Exact decimal arithmetic is a variation of exact rational arithmetic, but may be more user-friendly. In particular, printing using decimals is generally nicer than fractions. It is also sometimes useful to specify an explicit scale, so we can distinguish 0.2 from 0.20. We can use the Java BigDecimal class, but run into problems with division - for example (/ 1.0 3.0). We should implement a subclass of RatNum that generalizes BigDecimal to also handle repeating decimals. We need a lexical syntax for repeating decimals. Possible ideas: 0._81_ or 0.#81. If a Scheme number literal is specified as exact and has either a decimal point or an exponent (for example #e1.25), then it should read as an exact decimal, not a fraction.

Optional strict typing along with an explicit dynamic type

(GSoC)

Kawa currently implements “optimistic” typing: The compiler only complains if an expression has no values in common with the target type - for example, if assigning a string expression to an integer variable. It would be interesting to experiment with a --strict-typing option (which would never be the default): Strict typing would only allow “widening” conversions - i.e. that the expression type be a subtype of the target type. For example it would complain if assigning a number to an integer unless you used an explicit cast.

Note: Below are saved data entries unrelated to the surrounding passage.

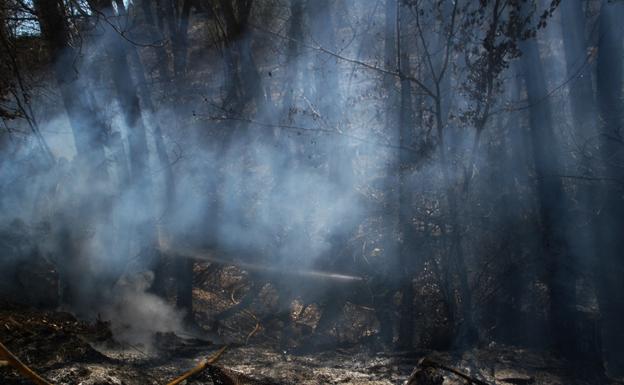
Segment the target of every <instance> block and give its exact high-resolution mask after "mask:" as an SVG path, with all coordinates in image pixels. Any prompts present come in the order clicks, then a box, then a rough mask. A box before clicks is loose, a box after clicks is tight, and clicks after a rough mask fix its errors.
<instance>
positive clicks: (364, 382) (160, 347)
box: [0, 305, 615, 385]
mask: <svg viewBox="0 0 624 385" xmlns="http://www.w3.org/2000/svg"><path fill="white" fill-rule="evenodd" d="M0 341H1V342H2V343H4V344H5V346H6V347H7V348H8V349H10V350H11V351H12V352H13V353H14V354H15V355H16V356H18V357H19V358H20V359H21V360H22V361H23V362H24V363H25V364H27V365H29V366H30V367H31V368H32V369H33V370H35V371H36V372H37V373H39V374H40V375H42V376H43V377H45V378H46V379H47V380H49V381H50V382H51V383H53V384H83V385H96V384H97V385H105V384H106V385H108V384H110V385H113V384H118V385H121V384H125V385H135V384H136V385H139V384H141V385H144V384H166V383H167V382H168V381H171V380H172V379H174V378H176V377H178V376H179V375H181V374H182V373H184V372H185V371H187V370H189V369H191V368H193V367H195V366H196V365H197V364H198V363H199V362H200V361H201V360H203V359H205V358H207V357H209V356H210V355H212V354H213V353H214V352H215V351H216V350H218V349H219V348H220V347H221V346H222V345H221V344H214V343H212V342H211V341H207V340H203V339H201V338H188V337H187V338H182V337H179V336H176V335H172V334H167V335H158V336H156V337H155V340H154V341H155V342H154V346H153V347H152V349H151V350H149V351H147V350H143V349H142V347H136V346H133V347H130V346H123V345H121V344H119V343H117V342H115V341H114V339H113V338H112V335H111V333H110V330H109V328H108V324H106V323H105V322H101V321H95V322H91V323H86V322H82V321H79V320H77V319H75V318H74V317H73V316H72V315H70V314H68V313H64V312H58V311H37V310H33V309H26V308H23V307H19V306H12V305H3V307H2V310H0ZM424 357H427V359H428V360H429V361H434V362H439V363H441V364H443V365H446V366H448V367H451V368H453V369H455V370H457V371H460V372H461V373H464V374H466V375H469V376H471V377H473V378H475V379H478V380H481V381H483V382H484V383H488V384H551V385H555V384H560V385H564V384H566V385H570V384H589V383H594V384H599V383H604V384H606V383H609V382H608V381H606V380H605V379H597V378H594V379H592V380H589V379H584V380H583V379H580V378H578V377H577V376H575V375H573V374H571V372H570V371H569V370H566V368H567V367H569V366H567V365H566V364H565V363H564V362H562V361H560V360H557V359H556V358H554V357H551V356H548V355H547V354H545V353H537V352H531V351H527V350H522V349H518V348H512V347H506V346H497V345H493V344H492V345H490V346H487V347H484V348H481V349H475V350H470V351H465V352H461V353H459V352H457V353H455V354H453V353H448V352H444V353H443V352H434V351H410V352H407V351H406V352H396V351H394V352H375V351H373V350H372V349H371V348H370V347H369V346H368V345H363V344H352V345H351V346H347V347H340V348H332V349H325V350H319V351H314V352H307V353H305V354H304V353H300V352H299V351H297V350H294V351H289V350H284V349H283V348H279V347H278V346H275V345H271V344H269V343H266V342H257V343H254V342H251V343H249V344H248V345H242V344H237V343H233V344H231V345H230V346H228V349H227V350H226V351H225V353H224V354H223V356H222V357H221V359H220V360H219V361H218V362H217V363H216V364H215V365H214V366H210V367H208V368H207V369H206V370H204V371H202V372H200V373H199V374H197V375H195V376H193V377H191V378H190V379H189V380H187V382H186V383H187V384H266V385H273V384H276V385H277V384H301V385H307V384H310V385H311V384H360V385H365V384H366V385H373V384H375V385H393V384H403V383H405V381H406V380H407V379H408V377H410V374H411V373H412V371H413V370H414V368H416V367H417V366H418V363H419V361H420V360H421V359H423V358H424ZM421 372H422V373H420V374H419V375H418V376H415V377H414V379H413V380H412V382H411V383H410V384H412V385H415V384H446V385H450V384H464V383H466V381H465V380H463V379H461V378H460V377H458V376H457V375H455V374H452V373H450V372H448V371H445V370H443V369H432V368H427V369H426V370H424V371H423V370H421ZM0 383H1V384H7V385H17V384H29V383H30V382H29V381H28V380H27V379H24V378H22V377H21V376H20V375H19V374H18V373H17V372H16V371H15V370H14V369H13V368H10V367H3V368H0ZM613 383H615V382H613Z"/></svg>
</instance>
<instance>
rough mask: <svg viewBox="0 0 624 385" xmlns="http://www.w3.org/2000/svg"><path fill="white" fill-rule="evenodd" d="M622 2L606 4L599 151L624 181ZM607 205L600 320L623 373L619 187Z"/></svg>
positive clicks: (598, 229)
mask: <svg viewBox="0 0 624 385" xmlns="http://www.w3.org/2000/svg"><path fill="white" fill-rule="evenodd" d="M623 8H624V4H622V3H619V2H618V3H615V2H614V3H611V2H609V1H606V0H605V1H603V2H602V9H601V12H600V20H599V23H600V29H599V31H600V32H599V40H598V58H597V63H596V85H597V102H598V103H597V104H598V106H599V112H600V147H601V148H600V153H601V158H602V162H603V167H604V169H605V171H606V177H608V178H614V179H616V180H624V170H622V167H621V164H622V161H623V159H622V158H623V157H622V155H621V153H622V144H621V142H620V140H621V138H622V135H623V132H622V124H623V123H624V119H623V118H624V113H623V111H624V104H623V103H622V96H623V95H622V75H623V74H622V72H623V68H622V67H623V64H624V63H623V53H624V49H623V47H622V44H623V43H622V33H623V32H624V31H623V27H622V20H623V17H624V9H623ZM606 188H607V194H606V198H605V202H604V205H603V206H604V207H603V208H602V210H601V211H600V213H599V216H598V226H597V232H596V239H597V245H598V247H597V248H596V250H597V253H598V255H597V257H596V270H595V276H596V288H597V292H598V302H599V306H600V313H601V316H602V328H603V343H602V344H603V347H604V350H605V361H606V364H607V369H608V371H609V372H610V373H611V374H613V375H616V376H622V375H624V333H622V314H624V280H622V271H624V270H623V269H624V262H623V259H622V250H623V249H624V237H622V228H624V201H623V200H622V196H623V195H622V191H621V186H619V185H617V186H614V185H606Z"/></svg>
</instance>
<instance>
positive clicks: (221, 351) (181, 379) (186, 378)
mask: <svg viewBox="0 0 624 385" xmlns="http://www.w3.org/2000/svg"><path fill="white" fill-rule="evenodd" d="M225 349H227V345H225V346H224V347H222V348H221V349H219V351H218V352H216V353H215V354H213V355H212V356H211V357H210V358H208V359H207V360H204V361H202V362H200V363H199V364H198V365H197V366H196V367H194V368H193V369H191V370H189V371H188V372H186V373H184V374H182V375H181V376H180V377H178V378H176V379H175V380H173V381H171V382H169V383H167V385H178V384H179V383H180V382H182V381H184V380H186V379H187V378H189V377H191V376H192V375H194V374H197V373H199V372H201V371H202V370H204V369H206V368H207V367H209V366H210V365H212V364H214V363H215V362H217V361H218V360H219V358H221V355H223V352H225Z"/></svg>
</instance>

To make this easier to work with we’d make use of the dynamic type, similar to what C# does: Any expression can be converted to or from dynamic without the compiler complaining. Similarly, if x is dynamic then x:name is allowed by the compiler regardless of name, with all checking being deferred to run-time. If a variable is declared without a type, it should default to dynamic. The dynamic type is represented in the VM as object but with an annotation (like we do with character).

The type-checker might need some changes to better distinguish implicit conversions from explicit casts.